HH signaling during scale development.

(A) Epidermis (cldnb:EGFP, green) was folded around the bony scale plates (ARS, magenta) in larvae treated with 1% EtOH throughout squamation; n = 8. 40 µM cyclopamine treatment completely blocked epidermal folding, even when scale plates overlapped (arrow); n = 8. (B,C) Heatshock induction of dominant repressor Gli2 (hs:gli2-DR) strongly attenuated expression of the HH reporter transgene (gli2-D:mCherry; b) and the conserved HH target gene hhip (arrowheads in C). (D) shha expression was only detectable in the epidermis following formation of the scale papilla (papilla). Expression persisted in two to three rows of cells at the epidermal posterior margin in growing scales (extension). (E) The HH target gene, hhip, also initiated expression following papilla appearance (papilla) and persisted in a population of cells deep to the dermal scale forming cells (SFC). (F,G) shha and hhip expression was not detected in scales (arrowheads) following induction of hs:dkk1 (n = 8). Eda mutants (nkt/nkt) also lacked shha and hhip expression (n = 6). (H) hs:dkk1 induction attenuated expression of the HH reporter gli2-D:mCherry; n = 6. Scale bars, 100 µm (A, B, C, F, G); 50 µm (D, E, H).

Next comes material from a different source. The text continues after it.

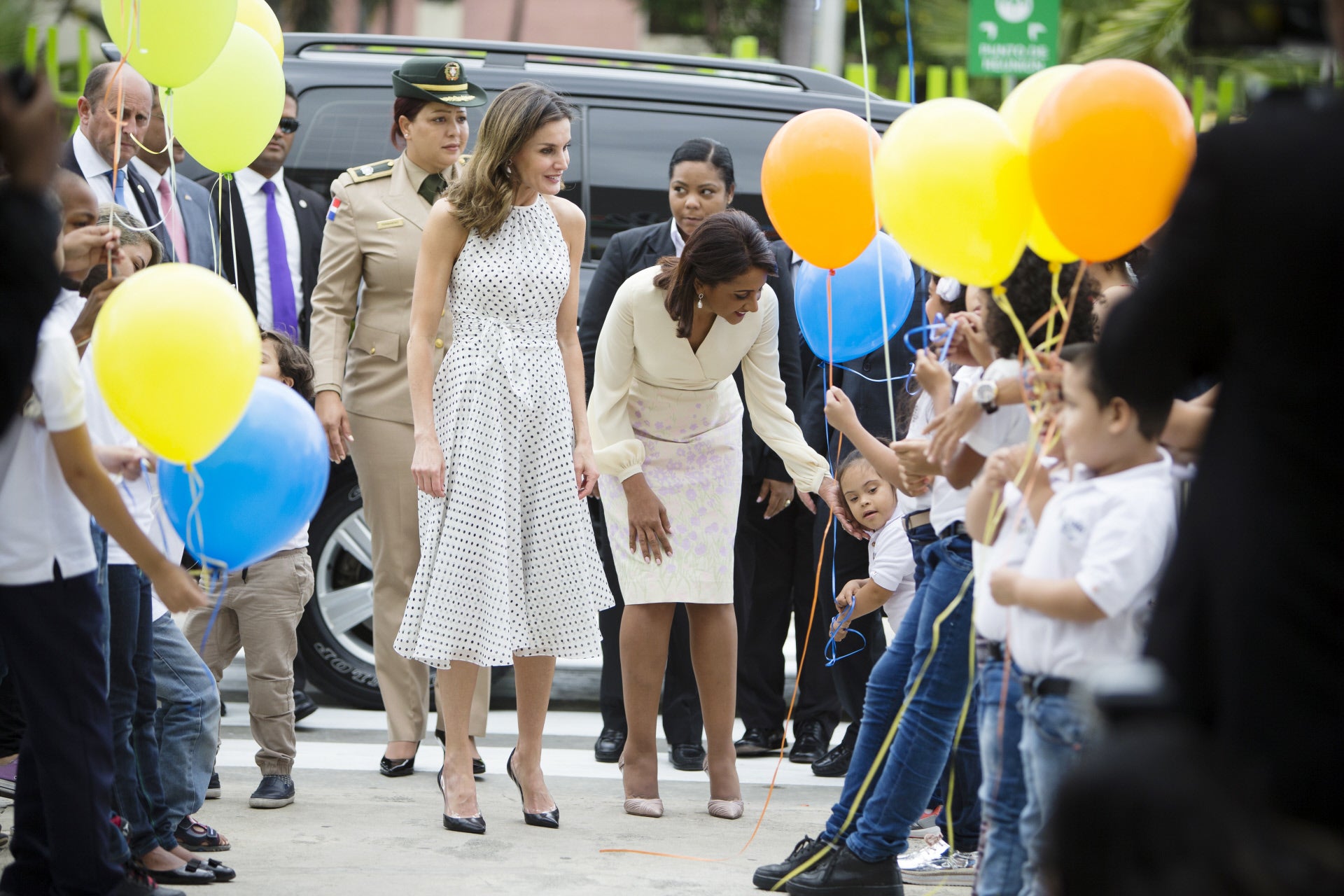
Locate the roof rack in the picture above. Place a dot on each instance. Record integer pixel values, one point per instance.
(502, 54)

Wnt/β-catenin and HH signaling are necessary for normal scale regeneration.

(A) Adult scales labelled with sp7:EGFP (yellow), were removed from the caudal peduncle (0 d post-pluck). One day following surgery (1 d post-pluck) patterned Wnt/β-catenin signaling activity was detected, as revealed by 7xTCF:mCherry (cyan, arrowheads). After two days (2 d post-pluck), all removed scales had started to regenerate; n = 8. (B) Scale regeneration occurred normally in heat-shocked controls (n = 7), whereas hs:dkk1 induction delayed scale regeneration (n = 10). Asterisks (*) mark ontogenic scales not plucked. (C) Heat-shocked controls regenerated a significantly higher proportion of scales two days after scale removal (2dpp) then hs:dkk1 fish (p=0.0004). Three days after scale removal (three dpp), all heat-shocked controls had regenerated their full complement of scales whereas hs:dkk1 fish regenerated significantly fewer scales (p=0.0007). (D) Regenerating scales grew more quickly in heat-shocked controls than in hs:dkk1 fish (p=0.003). Plots indicate means ± SD. (E) In heat-shocked controls, epidermis (cldnb:EGFP, green) folded around regenerated scale plates (ARS; magenta) within ten days of scale removal (n = 6), whereas HH repression (hs:gli2-DR) prevented epidermal folding (n = 8). Asterisks (*) mark ontogenic scales not plucked. Scale bars, 500 µm (A, B, E); 100 µm (E, orthogonal views).